Topic on Talk:Requests for comment/DataStore

IRC meeting 2013-10-02

One comment • 02:38, 9 October 2013 11 years ago

1

Tim Starling (talkcontribs)

<TimStarling> I think Brion has already said something favourable about this
<TimStarling> I don't see it on the page, maybe it was in an in-person meeting
<gwicke> I like the general idea of having a key/value store available without creating extra tables
<legoktm> what gwicke said
<mwalker> I voiced in the comments that I think this should have some sort of defined structure per key -- that way we can have a unified upgrade process (like we have with a database) and also have a way of filling in initial values
<yuvipanda> +1
<mwalker> otherwise I failed to see the difference between this and just using memcache
<legoktm> this would be persistent
<TimStarling> well, persistence
<legoktm> memcache isn't
<gwicke> in distributed storage range queries are not free, so it might make sense to make those optional
<gwicke> similar with counters
<TimStarling> mwalker: so you're thinking of some sort of schema definition for values?
<mwalker> yes
<mwalker> that way you have a defined upgrade / update process
<MaxSem> schema definition: serialize( $struct )
<mwalker> MaxSem: how do you handle a multiversion jump though? if the structure has evolved and suddenly you dont have the data you expect
<mwalker> you can handle that in the consuming code of course -- but that's a lot of boilerplate that I think is redundant
<TimStarling> mwalker: what do you imagine the upgrade process would be/
<MaxSem> if you want schemas and upgrades, it's a good readon to use MySQL tables
<TimStarling> ?
<legoktm> mwalker: i think that's something that the extension needs to handle, with proper deprecation
<legoktm> and migration
<gwicke> mwalker: all you need is a way to traverse the keys and update all values I guess
 some update handler per key/value on fetch?
<gwicke> you can have a version key in each JSON blob you store for example
 supported by the extension
<mwalker> could do it on fetch, or could do it in a maintenance script
 whichever comes first
<TimStarling> mwalker: how would a schema help with upgrading? what boilerplate would be abstracted exactly?
<gwicke> we might want different kinds of key/value stores: those that are randomly ordered and only support listing all keys, those that are ordered and allow efficient range queries, and those with special support for counter values
<mwalker> TimStarling: I imagine that this will probably be abused to store dicts and arrays -- if we now what we're coming from and going to; we can define transforms for the old data into the new
<TimStarling> the requirement for prefix queries does appear to limit the backends you could use
<gwicke> yes, or at least it creates extra overhead for those that don't need the feature
<legoktm> mwalker: i dont think storing an array is abusing the feature ;)
<TimStarling> mwalker: abused?
<MaxSem> gwicke, if you don't want to use prefix queries, don't use them
<mwalker> TimStarling: the examples given in the RfC are simple values
<gwicke> MaxSem: yes, that's why I propose to have different key/value storage classes
<MaxSem> because there can be multiple stores, you can always make some assumptions about the store you're using
<mwalker> I say abused because I see no provision for dealing with more complex values (which is what I'm proposing :))
<gwicke> /ordered-blob/ vs /blob/ for example
<TimStarling> mwalker: maybe you misunderstood MaxSem then, because he just said he thinks values should be serialized with serialize()
 it would probably be good to classify those different stores in the RFC, define the ones likely needed
<yuvipanda> mwalker: perhaps add more data types to the RFC? Lists and Hashes, maybe.
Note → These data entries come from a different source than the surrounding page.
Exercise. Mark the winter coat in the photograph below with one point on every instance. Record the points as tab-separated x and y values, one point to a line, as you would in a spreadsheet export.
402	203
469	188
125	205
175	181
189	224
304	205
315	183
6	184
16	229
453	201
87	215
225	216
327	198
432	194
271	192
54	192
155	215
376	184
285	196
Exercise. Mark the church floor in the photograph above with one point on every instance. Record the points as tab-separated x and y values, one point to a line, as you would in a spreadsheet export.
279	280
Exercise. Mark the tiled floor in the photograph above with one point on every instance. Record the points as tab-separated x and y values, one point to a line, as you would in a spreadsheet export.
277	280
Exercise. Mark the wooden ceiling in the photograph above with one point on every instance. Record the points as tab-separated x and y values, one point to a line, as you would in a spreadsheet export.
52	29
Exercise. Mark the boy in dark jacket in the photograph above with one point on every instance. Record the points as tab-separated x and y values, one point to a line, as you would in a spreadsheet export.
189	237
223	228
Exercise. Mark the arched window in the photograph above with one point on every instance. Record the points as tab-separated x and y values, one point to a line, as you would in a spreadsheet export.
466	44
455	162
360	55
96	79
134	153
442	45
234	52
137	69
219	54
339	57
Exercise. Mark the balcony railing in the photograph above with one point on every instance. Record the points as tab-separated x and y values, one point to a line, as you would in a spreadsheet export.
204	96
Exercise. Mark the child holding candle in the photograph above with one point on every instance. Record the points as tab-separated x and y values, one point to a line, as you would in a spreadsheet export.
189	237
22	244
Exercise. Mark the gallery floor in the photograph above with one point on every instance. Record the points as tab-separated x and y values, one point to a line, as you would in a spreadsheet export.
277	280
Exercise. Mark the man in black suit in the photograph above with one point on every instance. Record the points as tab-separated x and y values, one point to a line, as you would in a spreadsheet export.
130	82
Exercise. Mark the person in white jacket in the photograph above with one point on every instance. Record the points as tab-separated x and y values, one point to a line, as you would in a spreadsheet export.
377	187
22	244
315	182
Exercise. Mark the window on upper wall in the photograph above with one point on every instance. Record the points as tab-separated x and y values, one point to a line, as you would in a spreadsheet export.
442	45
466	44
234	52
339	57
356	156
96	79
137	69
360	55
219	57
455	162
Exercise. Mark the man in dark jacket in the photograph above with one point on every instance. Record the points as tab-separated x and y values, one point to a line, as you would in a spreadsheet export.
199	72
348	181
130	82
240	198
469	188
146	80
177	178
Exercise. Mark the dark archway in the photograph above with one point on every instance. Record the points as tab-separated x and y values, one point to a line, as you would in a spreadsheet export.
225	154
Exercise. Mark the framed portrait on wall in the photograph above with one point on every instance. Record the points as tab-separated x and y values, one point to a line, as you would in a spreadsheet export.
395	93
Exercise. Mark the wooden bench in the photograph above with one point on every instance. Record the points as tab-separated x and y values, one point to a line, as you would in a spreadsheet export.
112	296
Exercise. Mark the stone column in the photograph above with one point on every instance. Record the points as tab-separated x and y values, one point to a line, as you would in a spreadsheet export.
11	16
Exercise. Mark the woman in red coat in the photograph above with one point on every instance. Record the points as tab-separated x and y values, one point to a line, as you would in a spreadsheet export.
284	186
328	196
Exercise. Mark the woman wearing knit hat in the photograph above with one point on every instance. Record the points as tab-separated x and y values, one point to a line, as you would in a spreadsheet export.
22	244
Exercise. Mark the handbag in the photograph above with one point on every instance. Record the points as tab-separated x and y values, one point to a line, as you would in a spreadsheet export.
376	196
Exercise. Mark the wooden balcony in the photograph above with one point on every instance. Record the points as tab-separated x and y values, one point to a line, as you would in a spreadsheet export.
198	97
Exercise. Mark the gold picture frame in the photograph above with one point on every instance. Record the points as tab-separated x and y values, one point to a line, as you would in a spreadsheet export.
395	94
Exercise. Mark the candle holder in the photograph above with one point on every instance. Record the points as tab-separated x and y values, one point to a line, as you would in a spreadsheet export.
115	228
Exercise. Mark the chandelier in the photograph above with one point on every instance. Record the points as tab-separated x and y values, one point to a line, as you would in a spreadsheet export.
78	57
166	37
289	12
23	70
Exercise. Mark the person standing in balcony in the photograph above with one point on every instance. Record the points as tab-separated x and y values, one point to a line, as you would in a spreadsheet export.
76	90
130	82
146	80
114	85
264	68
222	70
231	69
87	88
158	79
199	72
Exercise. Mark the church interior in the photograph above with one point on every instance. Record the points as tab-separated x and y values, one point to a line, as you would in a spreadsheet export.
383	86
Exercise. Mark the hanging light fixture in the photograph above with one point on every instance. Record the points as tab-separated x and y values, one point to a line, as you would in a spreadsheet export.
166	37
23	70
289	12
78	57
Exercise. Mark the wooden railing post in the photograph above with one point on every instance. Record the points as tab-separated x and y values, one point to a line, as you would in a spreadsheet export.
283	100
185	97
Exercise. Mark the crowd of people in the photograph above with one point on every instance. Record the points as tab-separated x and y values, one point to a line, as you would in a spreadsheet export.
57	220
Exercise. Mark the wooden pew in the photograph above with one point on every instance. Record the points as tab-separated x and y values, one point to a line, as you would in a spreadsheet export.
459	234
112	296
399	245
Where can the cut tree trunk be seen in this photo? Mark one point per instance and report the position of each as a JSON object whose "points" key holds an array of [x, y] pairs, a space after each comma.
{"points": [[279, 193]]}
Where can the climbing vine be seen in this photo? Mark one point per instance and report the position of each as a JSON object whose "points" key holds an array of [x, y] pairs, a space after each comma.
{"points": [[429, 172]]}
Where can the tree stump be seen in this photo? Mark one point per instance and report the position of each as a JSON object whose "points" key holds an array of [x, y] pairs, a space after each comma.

I guess different stores can define different datatypes that they support
<gwicke> mark: I have some notes at https://www.mediawiki.org/wiki/User:GWicke/Notes/Storage#Key.2Fvalue_store_without_versioning
<mwalker> TimStarling: yes; but serialization doesn't solve the problem of knowing what's in the structure
<MaxSem> mark, the proposal comes with a skeleton code for an SQL store and has a Mongo as another example
<mwalker> if you serialize a php class for example -- deserializing it into a class with the same name but different structure gives very unexpected results
* gwicke lobbies for JSON over serialize()
<TimStarling> I imagine it would be used like the way memcached is used
 yeah, nothing too PHP specific ;)
<MaxSem> gwicke, doable
<TimStarling> i.e. avoiding objects wherever possible, primarily serializing arrays, including a version number in the array
<MaxSem> :)
<TimStarling> when you fetch a value with the wrong version, the typical response in memcached client code is to discard it
<TimStarling> with persistent data, you would instead upgrade it
<gwicke> MaxSem: ok ;)
<TimStarling> that upgrade could be done by some abstracted schema system
<TimStarling> or it could be done by the caller, correct?
 also, is this proposal intended to embrace larger key/value storage applications like... images? external storage?
<mwalker> TimStarling: yes -- that's where I'm going -- but I'm agitating for the schema system so the caller doesn't have to care every place its used
 it doesn't seem to be, but I believe it's not mentioned
<MaxSem> mark, I intended to maybe use it for storing images on small wikis
<TimStarling> mwalker: I think you should write about your idea in more detail
<TimStarling> since this is not exactly a familiar concept for most MW developers
<gwicke> mark: the Cassandra stuff just came up in parallel
<mwalker> TimStarling: ok; I'll write that up tonight
<TimStarling> maybe you could even write a competing RFC
<mwalker> which do you think would be better?
<MaxSem> but it's too generic for an image store of our scale
 when we're either talking about many objects into the millions, or potentially very large objects into the gigabytes, that can matter a lot :)
<TimStarling> mwalker: I would like to know what the API will look like before I decide
<TimStarling> and I would want comments from more people
<MaxSem> mark, the key here is "small wikis":)
<mwalker> TimStarling: ok; I'll write it up as a separate RfC
<TimStarling> yeah, I think that would be easiest
<TimStarling> now, there are obvious applications for a schemaless data store
<gwicke> mark: objects into the gigabytes are unlikely to be handled well by a backend that is also good at small objects
 gwicke: that is my point
<TimStarling> because there are already schemaless data stores in use
<TimStarling> ExternalStore, geo_updates, etc.
<gwicke> mark: I'm interested in the 'at most a few megabytes' space
<MaxSem> so far to move this proposal forward I'd like people to agree upon interface
<gwicke> primarily revision storage
 yes, we should probably make that a bit more explicit in the RFC
<TimStarling> is it possible to have both a schema data store and a non-schema data store?
<TimStarling> one could be implemented using the other
<TimStarling> I think that would suit existing developers better
 2 layers of abstraction
<TimStarling> yeah, well that seems like the minimum here
<TimStarling> schemas are not so simple that you would want to do them in a few lines of code embedded in a data store class, right? you would want to have a separate class for that
<mwalker> I think this could even overlay our current memcache
<gwicke> schema as in actually storing structured data and allowing complex queries on it?
<gwicke> that sounds like sql..
<mwalker> just getStore('temporary') or something
<MaxSem> another question: does anybody want eg getMulti() and setMulti()?
<MaxSem> mwalker, temporary is BagOStuff
<TimStarling> MaxSem: ObjectCache callers don't use getMulti very often...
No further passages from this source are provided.